[squeak-dev] Anyone know the following about Slang?

David T. Lewis lewis at mail.msen.com
Sun Jul 6 02:43:25 UTC 2008


On Sat, Jul 05, 2008 at 10:56:19PM +0300, Igor Stasenko wrote:
> 2008/7/5 David T. Lewis <lewis at mail.msen.com>:
> > btw, I do have the memory access methods working now, and with all the slang
> > inlining applied I'm within about 20% of the performance of the interpreter
> > using C macros. It's surprising how many little bugs got flushed out in the
> > process, although I suspect there is not a great deal of demand for a VM that
> > features a 20% performance degradation ;)
> >
> 
> Is there chance that degradation because you broken gnuifier step?
> I experienced same degradation, when gnuifier fails to find and
> replace text in interp.c,
> so gnu-interp.c is just a copy of interp.c w/o modifications.
> 
> If not, then we should blame GCC for being incapable to inline simple things :)

No, it's certainly nothing to blame on gcc or gnuify. I'm using Ian's build tools
without modification. I just rewrote the memory access routines as Smalltalk translated
to C. It was a big step just getting it to work at all (simple though it might sound).

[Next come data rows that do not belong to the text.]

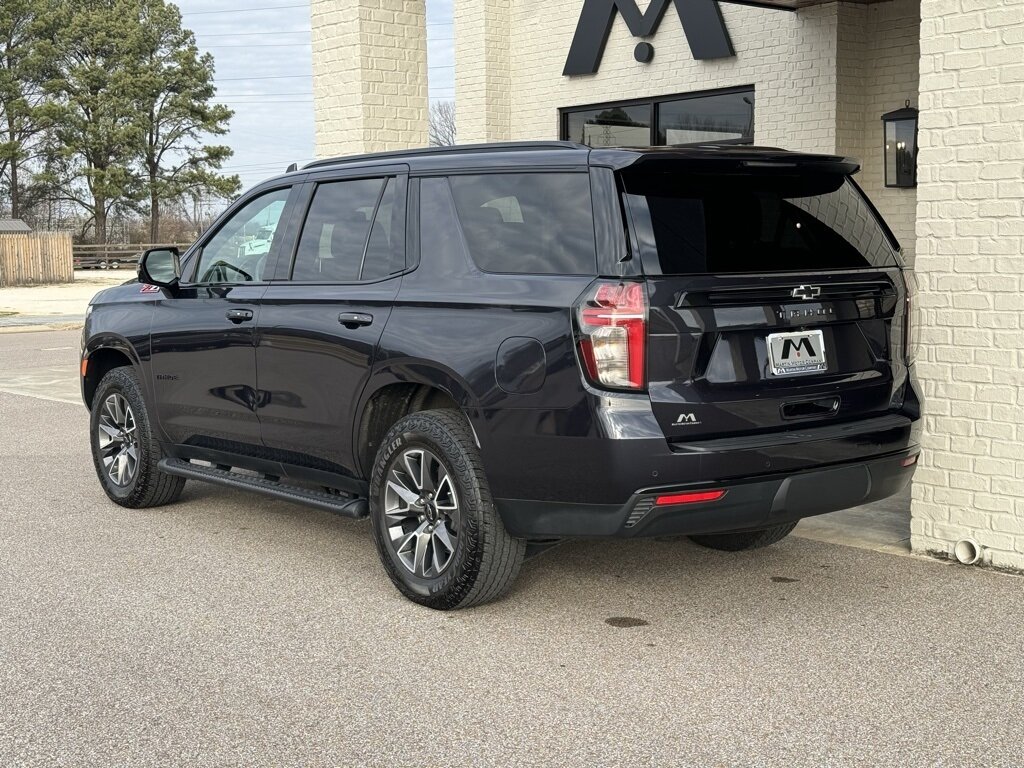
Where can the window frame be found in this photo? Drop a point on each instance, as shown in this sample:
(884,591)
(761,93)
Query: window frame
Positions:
(516,171)
(655,112)
(286,264)
(192,259)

When I first got something working in the form of methods translated to simple C
functions, I was seeing perhaps 40% of the performance of the normal access routines
(CPP macros or static inline functions). By gradually convincing the slang translator
to inline these functions, and by fixing up the various unintended side effects, I'm
now up to the point where I've recovered perhaps 80% of the performance of the
original CPP macros.

I'm pretty happy to have gotten this far with it. I do not yet know if it will be
possible to achieve the performance of the CPP macros, maybe yes maybe no. I'm not
being very scientific about this, just running '0 tinyBenchmarks' as I proceed.

To be clear, the inlining I was referring to is the inline performed by the
Smalltalk to C slang translation process, nothing to do with the later gnuify
phase or anything that gcc might do with it afterwards.